L’écriture en langage neutre est-elle contre nature, épuisante et contraire aux paramètres éducatifs cristallisés depuis des décennies ? Ne vous inquiétez pas : voici le moteur de recherche le plus populaire et le plus puissant du web, Google, avec un autre outil créé et annoncé lors de la conférence annuelle Google I/O Tuesday. Un seul exemple : en tapant le mot anglais “chairman” sont suggérés par défaut l’alternative asexuée “chairperson” ou, simplement, “chair“, une version courte déjà utilisée à l’oral (et aussi à l’écrit, qui aujourd’hui ressemble de plus en plus à l’oral) mais un peu argotique, ici enrôlée sans trop d’états d’âme pour la nouvelle bataille.
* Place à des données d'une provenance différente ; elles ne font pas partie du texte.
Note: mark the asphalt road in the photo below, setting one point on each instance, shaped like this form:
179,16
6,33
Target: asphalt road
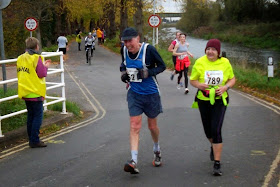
93,152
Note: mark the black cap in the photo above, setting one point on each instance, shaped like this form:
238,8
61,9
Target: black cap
129,33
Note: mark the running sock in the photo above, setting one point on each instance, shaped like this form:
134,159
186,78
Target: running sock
156,147
134,155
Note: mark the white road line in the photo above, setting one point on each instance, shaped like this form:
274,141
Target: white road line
275,109
67,129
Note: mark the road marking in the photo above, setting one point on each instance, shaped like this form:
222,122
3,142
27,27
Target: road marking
67,129
257,153
264,103
275,109
56,141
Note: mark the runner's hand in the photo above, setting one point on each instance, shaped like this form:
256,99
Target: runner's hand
125,78
142,73
47,63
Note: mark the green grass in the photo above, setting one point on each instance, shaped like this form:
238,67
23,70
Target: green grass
18,121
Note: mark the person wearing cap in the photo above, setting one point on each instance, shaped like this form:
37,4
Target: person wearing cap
140,65
62,43
79,40
170,49
213,76
89,44
182,61
31,73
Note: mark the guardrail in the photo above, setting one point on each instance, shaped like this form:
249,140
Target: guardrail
52,86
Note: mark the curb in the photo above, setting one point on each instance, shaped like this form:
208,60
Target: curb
19,135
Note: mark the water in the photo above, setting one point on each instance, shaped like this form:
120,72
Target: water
197,47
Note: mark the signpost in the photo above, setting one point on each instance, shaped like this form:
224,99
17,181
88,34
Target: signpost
31,24
3,4
270,69
154,21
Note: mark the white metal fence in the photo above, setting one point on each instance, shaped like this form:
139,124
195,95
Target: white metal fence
52,86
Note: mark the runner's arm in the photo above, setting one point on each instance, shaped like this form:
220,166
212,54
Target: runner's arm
171,47
157,65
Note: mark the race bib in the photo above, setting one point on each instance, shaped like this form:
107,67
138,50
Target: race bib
132,73
213,77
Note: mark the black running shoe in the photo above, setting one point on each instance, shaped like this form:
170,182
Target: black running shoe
130,166
211,154
217,169
157,159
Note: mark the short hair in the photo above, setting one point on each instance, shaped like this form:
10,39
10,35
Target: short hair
31,43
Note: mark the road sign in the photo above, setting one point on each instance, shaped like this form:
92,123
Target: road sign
154,20
4,3
31,24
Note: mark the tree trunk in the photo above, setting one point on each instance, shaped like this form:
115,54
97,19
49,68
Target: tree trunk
112,24
138,18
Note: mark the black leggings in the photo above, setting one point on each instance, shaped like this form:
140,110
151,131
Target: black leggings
212,117
185,71
174,60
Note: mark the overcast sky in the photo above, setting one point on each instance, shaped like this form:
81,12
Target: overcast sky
170,5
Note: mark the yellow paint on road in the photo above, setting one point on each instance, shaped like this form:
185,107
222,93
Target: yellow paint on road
56,141
276,163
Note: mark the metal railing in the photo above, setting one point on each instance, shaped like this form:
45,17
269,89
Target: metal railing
52,86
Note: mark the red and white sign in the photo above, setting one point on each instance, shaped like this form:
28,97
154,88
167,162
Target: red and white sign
31,24
154,20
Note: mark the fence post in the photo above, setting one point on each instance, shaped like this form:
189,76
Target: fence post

Google joue la carte de l’honnêteté. Lors de la conférence de présentation, les dirigeants l’ont dit explicitement : le langage du genre doit être progressivement dépassé et mis de côté. L’objectif est toujours le même : être encore plus inclusif, éviter les discriminations ou les expressions perçues comme offensantes.
Il est difficile d’imaginer une entreprise plus politiquement correcte que Google. Pourtant, même dans les contextes les plus ouverts, les phalanges d’avant-garde ne manquent pas. Les plus avertis connaissent l’histoire de Timnit Gebru, l’ancien employé licencié par le géant de la Big Tech pour avoir polémiqué sur l’approche potentiellement raciste des systèmes d’exploitation. Google, bien sûr, nie toutes les accusations mais – flairant le vent – a couru se mettre à l’abri et a développé Smart Canvas, un nouvel outil d’écriture applicable à plusieurs programmes. Grâce à Google Workspace, les documents, les feuilles de calcul et les présentations sont intégrés plus efficacement pour aider les utilisateurs à “rester connectés, concentrés” et à “mieux utiliser leur temps”, explique le site CNET.
Cependant, ce n’est pas la fin de l’histoire. En plus de l'”écriture inclusive”, des“photographies inclusives” mettant en évidence les caractéristiques ethniques seront disponibles d’ici la fin de l’année. La personne de couleur qui pourrait ne pas aimer un teint trop “pâle” pourra se tourner vers une nouvelle application qui aidera à “faire ressortir les tons bruns naturels”, a annoncé le vice-président de Google, Sameer Samat.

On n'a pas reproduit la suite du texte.